La mort a saisi le vif
Hier, un grand Monsieur de mon panthéon personnel s’en est allé marcher dans les grandes steppes.
Hier, un Monsieur qui m’a fait tant rêver est allé casser des verres en l’honneur de la Grande et Sainte Russie.
Hier, l’auteur préféré de ma grand-mère, que je n’ai jamais connue, de ma mère qui me l’a fait découvrir, de moi qui le lis et le relis, peut-être un jour de ma fille, qui s’émerveille devant la diversité et l’abondance des livres est parti rejoindre d’autres « étrangers sur la terre ».
Hier, Henri Troyat est mort.
Je l’ai découvert à 17 ans, quand ma mère m’a mis entre les mains « Les semailles et les moissons » qu’elle m’avait interdit de lire jusque là, estimant qu’il fallait que j’ai cet âge-là, pour savourer la prose, la finesse et la complexité des sentiments, la richesse du style, le foisonnement des idées.
J’ai adoré.
J’ai aimé avec Amélie et Elisabeth, j’ai ri et souffert avec elles.
Et puis j’ai dévoré.
Tant que la terre durera, un vrai tourbillon,
La Lumière des Justes, un vent froid de Sibérie,
Les Eygletière, déliquescence de la bourgeoisie,
Viou, la petite fille que l’on aime,
Le mort saisit le vif et l’Araigne, un étouffement,
Et puis toutes les biographies des tsars et tsarines, des écrivains, des vies si diverses.
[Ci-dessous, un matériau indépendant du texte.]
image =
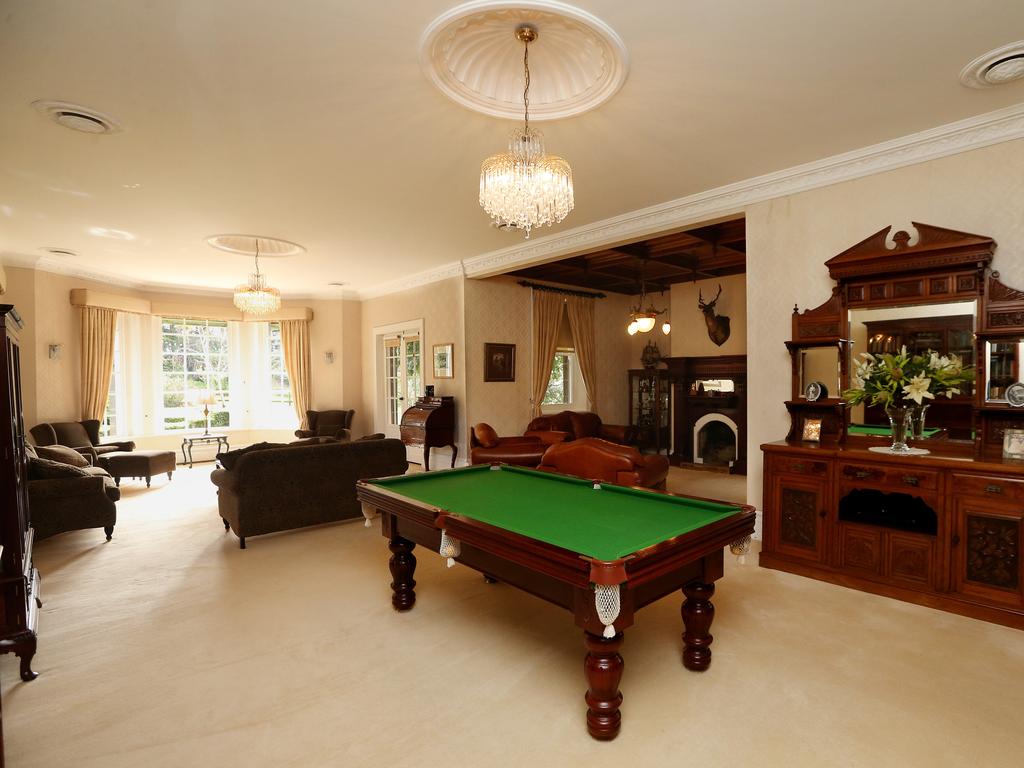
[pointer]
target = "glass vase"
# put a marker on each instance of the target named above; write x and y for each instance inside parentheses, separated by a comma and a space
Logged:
(899, 419)
(918, 421)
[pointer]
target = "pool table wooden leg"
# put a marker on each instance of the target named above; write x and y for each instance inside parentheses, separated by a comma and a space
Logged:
(697, 614)
(603, 666)
(402, 564)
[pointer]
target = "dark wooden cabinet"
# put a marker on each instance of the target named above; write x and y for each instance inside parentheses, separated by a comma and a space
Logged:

Cet écrivain était un ogre. Il me fait penser à Balzac, par certains côtés.
Pendant des années, il a écrit debout à un pupitre en bois. 10 heures par jour. Dévorant les mots et les phrases, les livres et les destins épiques.
Il m’a toujours passionnée.
Si vous ne connaissez pas son œuvre, lisez Viou, c’est la plus tendre,
Ou la Gouvernante Française.
Ou Faux-jour si vous êtes d’humeur,
Ou tout ce que je vous ai cité.
Ou le reste.
Il y aura toujours "un Troyat" qui vous ira.
Ce soir, je sais ce que je vais faire.
Presque tous les ans, je relis les tomes 4 et 5 des « Semailles et les Moissons », c’est-à-dire « Tendre et violente Elisabeth » et « La rencontre ».
Voilà pour 2007…
Quelque part dans les nuages, un samovar fume.
Un géant se frotte les mains et le hume.